Post-Execution Controls. For customers subject to post-execution controls, the system should give the Member the ability to monitor trading promptly and should generate alerts when limits are exceeded. The system should also allow the Member to block subsequent orders, either in their entirety or by kind (e.g., to block orders that create a new position or increase an existing position but not orders that liquidate some or all of an existing position).

"Fat-Finger" Protections. The system should contain protections against "fat-finger" errors. For example, some systems use a "two-click" approach that requires a customer to confirm the order before it is entered. When deciding whether to require a particular customer to use "fat-finger" protections, the Member should again consider the customer's sophistication, credit-worthiness, objectives, and trading practices.

Direct Access Systems. When authorizing (qualifying a customer for) use of a direct access system that does not allow the Member to monitor trading promptly, the Member should utilize available pre-execution controls to set pre-execution limits for each customer, regardless of the nature of the customer. Where the limits are set should be based on the customer's sophistication, credit-worthiness, objectives, trading practices. Members should also consider any other relevant information when deciding whether to authorize a customer to use a direct access system.
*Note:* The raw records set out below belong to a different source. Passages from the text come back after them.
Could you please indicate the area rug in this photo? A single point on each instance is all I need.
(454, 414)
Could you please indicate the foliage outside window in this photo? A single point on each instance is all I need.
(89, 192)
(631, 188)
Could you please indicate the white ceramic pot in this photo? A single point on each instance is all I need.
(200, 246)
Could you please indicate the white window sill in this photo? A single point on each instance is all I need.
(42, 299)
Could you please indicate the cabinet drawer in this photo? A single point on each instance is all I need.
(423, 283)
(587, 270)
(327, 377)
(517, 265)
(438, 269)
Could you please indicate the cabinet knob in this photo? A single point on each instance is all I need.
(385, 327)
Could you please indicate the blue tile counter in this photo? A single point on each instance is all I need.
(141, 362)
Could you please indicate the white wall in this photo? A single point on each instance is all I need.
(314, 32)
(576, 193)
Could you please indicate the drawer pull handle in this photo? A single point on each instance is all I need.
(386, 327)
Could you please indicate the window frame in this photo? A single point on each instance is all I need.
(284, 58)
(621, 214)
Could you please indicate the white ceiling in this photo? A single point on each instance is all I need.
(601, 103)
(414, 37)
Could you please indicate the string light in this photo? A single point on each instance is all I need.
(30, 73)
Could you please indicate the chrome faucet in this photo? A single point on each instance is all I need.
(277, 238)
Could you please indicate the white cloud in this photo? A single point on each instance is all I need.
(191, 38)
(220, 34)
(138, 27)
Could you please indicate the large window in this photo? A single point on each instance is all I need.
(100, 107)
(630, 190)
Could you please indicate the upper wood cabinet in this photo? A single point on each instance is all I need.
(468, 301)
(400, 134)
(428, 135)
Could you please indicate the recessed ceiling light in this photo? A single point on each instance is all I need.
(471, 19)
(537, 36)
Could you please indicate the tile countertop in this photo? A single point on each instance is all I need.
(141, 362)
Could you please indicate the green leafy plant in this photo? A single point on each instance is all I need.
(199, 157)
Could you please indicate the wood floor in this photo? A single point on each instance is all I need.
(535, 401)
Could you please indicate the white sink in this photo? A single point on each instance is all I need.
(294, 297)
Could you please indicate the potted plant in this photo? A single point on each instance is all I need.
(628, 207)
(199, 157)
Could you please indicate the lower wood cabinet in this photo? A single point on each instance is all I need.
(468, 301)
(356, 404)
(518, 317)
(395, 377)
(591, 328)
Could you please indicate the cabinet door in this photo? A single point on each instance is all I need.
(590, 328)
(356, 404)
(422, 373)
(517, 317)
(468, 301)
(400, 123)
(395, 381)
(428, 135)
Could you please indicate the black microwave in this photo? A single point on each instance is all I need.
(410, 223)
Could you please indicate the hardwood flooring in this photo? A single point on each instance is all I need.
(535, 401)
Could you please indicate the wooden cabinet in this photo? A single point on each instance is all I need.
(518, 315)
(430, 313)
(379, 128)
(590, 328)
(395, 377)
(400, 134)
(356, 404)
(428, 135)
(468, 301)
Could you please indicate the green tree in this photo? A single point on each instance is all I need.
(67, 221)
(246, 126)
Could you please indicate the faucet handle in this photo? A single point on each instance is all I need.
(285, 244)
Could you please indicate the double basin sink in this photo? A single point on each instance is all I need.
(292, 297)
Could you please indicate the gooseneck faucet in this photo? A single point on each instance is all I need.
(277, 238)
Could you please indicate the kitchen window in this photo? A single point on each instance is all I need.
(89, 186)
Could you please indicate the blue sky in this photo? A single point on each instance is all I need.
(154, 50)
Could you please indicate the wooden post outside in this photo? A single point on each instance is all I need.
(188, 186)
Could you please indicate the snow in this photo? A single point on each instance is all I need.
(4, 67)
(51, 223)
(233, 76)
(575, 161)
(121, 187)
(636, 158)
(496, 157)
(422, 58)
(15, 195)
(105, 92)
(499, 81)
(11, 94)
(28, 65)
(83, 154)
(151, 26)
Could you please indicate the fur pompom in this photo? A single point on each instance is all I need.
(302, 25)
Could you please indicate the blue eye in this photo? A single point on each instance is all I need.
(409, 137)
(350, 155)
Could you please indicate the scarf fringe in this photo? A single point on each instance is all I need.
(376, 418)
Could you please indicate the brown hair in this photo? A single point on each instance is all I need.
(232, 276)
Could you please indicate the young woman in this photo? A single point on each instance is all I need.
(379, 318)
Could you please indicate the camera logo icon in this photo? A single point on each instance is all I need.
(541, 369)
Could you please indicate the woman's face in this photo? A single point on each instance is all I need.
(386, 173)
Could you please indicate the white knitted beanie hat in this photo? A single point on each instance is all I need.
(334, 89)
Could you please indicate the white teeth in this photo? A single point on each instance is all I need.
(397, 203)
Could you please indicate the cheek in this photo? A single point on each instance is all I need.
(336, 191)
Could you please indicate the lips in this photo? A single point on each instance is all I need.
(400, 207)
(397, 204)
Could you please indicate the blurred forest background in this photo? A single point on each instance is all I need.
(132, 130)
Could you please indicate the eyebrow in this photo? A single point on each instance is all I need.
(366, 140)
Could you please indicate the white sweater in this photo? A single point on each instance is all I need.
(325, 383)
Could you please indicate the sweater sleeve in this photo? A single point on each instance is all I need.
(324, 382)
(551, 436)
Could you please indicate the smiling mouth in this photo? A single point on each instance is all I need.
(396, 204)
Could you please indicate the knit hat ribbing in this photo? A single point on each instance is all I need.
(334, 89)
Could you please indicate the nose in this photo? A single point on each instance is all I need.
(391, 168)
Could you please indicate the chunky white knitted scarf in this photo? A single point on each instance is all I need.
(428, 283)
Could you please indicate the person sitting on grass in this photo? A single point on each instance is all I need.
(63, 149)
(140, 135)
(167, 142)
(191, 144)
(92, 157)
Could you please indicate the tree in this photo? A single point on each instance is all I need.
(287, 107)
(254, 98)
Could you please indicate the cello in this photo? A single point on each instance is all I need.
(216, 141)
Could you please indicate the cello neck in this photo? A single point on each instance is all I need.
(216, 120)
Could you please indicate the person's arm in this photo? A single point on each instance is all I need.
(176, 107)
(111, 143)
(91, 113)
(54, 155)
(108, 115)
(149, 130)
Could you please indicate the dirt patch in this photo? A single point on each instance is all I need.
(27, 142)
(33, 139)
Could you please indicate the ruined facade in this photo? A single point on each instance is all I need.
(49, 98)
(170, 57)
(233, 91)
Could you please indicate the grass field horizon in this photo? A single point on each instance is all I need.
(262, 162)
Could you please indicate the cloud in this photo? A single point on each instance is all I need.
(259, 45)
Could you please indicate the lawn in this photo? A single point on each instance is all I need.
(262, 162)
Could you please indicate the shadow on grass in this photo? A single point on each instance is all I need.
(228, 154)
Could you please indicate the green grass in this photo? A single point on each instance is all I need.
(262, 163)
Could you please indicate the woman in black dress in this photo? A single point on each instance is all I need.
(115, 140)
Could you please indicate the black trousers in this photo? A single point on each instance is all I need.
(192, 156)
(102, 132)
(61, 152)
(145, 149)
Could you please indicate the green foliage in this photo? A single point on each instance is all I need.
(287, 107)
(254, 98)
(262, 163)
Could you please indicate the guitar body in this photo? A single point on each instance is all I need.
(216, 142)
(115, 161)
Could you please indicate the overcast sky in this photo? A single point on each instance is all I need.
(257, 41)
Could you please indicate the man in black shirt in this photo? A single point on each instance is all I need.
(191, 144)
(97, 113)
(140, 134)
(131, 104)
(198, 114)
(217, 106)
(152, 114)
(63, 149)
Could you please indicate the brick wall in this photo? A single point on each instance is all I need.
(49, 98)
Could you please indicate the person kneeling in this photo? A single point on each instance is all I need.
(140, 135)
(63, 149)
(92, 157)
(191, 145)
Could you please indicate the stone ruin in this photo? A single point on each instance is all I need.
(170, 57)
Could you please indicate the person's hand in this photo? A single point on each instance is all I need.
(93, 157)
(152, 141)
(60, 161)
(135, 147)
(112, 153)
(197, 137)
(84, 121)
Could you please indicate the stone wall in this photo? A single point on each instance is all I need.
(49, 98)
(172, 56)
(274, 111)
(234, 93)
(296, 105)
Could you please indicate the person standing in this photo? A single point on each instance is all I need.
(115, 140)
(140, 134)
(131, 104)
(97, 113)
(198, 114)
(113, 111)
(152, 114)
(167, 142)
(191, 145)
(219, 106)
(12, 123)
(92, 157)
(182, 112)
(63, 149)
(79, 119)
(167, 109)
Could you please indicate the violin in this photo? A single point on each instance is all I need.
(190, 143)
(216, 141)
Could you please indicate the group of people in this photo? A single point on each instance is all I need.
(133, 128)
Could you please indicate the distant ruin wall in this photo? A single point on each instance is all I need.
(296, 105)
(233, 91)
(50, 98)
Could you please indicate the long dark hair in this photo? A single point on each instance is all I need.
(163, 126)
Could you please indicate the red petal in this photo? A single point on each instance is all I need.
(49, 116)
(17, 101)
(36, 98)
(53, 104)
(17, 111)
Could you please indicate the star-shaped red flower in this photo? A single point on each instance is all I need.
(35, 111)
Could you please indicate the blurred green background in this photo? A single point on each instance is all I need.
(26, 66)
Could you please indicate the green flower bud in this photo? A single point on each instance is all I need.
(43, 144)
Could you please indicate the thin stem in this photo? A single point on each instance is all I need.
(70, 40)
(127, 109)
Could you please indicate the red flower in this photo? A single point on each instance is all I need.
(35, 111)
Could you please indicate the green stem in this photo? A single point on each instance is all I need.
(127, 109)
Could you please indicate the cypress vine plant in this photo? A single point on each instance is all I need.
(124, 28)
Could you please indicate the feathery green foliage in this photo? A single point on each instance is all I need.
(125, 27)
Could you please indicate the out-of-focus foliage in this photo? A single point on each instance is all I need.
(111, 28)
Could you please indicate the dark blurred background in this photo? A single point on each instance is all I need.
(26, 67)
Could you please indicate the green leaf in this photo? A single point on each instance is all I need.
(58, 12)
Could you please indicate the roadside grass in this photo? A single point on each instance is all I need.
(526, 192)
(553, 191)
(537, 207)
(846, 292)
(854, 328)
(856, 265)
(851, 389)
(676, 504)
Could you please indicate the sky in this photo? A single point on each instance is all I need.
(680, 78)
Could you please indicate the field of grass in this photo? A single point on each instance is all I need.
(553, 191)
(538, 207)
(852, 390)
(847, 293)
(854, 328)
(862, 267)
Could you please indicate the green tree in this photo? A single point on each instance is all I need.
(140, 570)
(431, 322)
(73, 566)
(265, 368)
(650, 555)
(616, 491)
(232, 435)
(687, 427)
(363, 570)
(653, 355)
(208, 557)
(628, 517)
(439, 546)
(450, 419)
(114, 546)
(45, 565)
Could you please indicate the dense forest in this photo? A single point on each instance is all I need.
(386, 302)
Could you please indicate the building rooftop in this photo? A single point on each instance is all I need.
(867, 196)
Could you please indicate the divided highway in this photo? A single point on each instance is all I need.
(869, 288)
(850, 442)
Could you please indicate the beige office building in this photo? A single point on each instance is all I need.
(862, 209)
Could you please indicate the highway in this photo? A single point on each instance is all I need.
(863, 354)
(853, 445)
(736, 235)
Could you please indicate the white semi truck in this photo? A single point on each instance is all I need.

Review. Members should use AORSs in conjunction with their credit-review/risk-management systems and should evaluate the controls imposed on each customer as part of their regular credit and risk-control procedures.

* * *

NFA's Self-Examination Questionnaire has been revised to include the WebTrustSM/TM Self-Assessment Questionnaire for Availability that was developed (and copyrighted) by AICPA/CICA. Members will be required to review the AICPA/CICA questionnaire as part of their annual self-examination5.

NFA Compliance Rule 2-9 requires NFA Members to meet the standards for security, capacity, and credit and risk-management controls that are set out in this Interpretive Notice. It is NFA's policy to leave the exact form of supervision up to the Member, thereby providing the Member with flexibility to design procedures that are tailored to the Member's own situation.


1 AICPA/CICA is the American Institute of Certified Public Accountants and the Canadian Institute of Chartered Accountants.

2 An AORS may also be outside an IB Member's control if it is provided by the FCM.

3 Misrepresenting capacity or performance levels or other material information regarding a Member's order-routing system is a violation of NFA Compliance Rule 2-29.

4 NFA Compliance Rule 2-30 also requires Members to consider an individual customer's ability to accept risk.

5 See Interpretive Notice on Compliance Rule 2-9: Self-Audit Questionnaires, NFA Manual, 9020.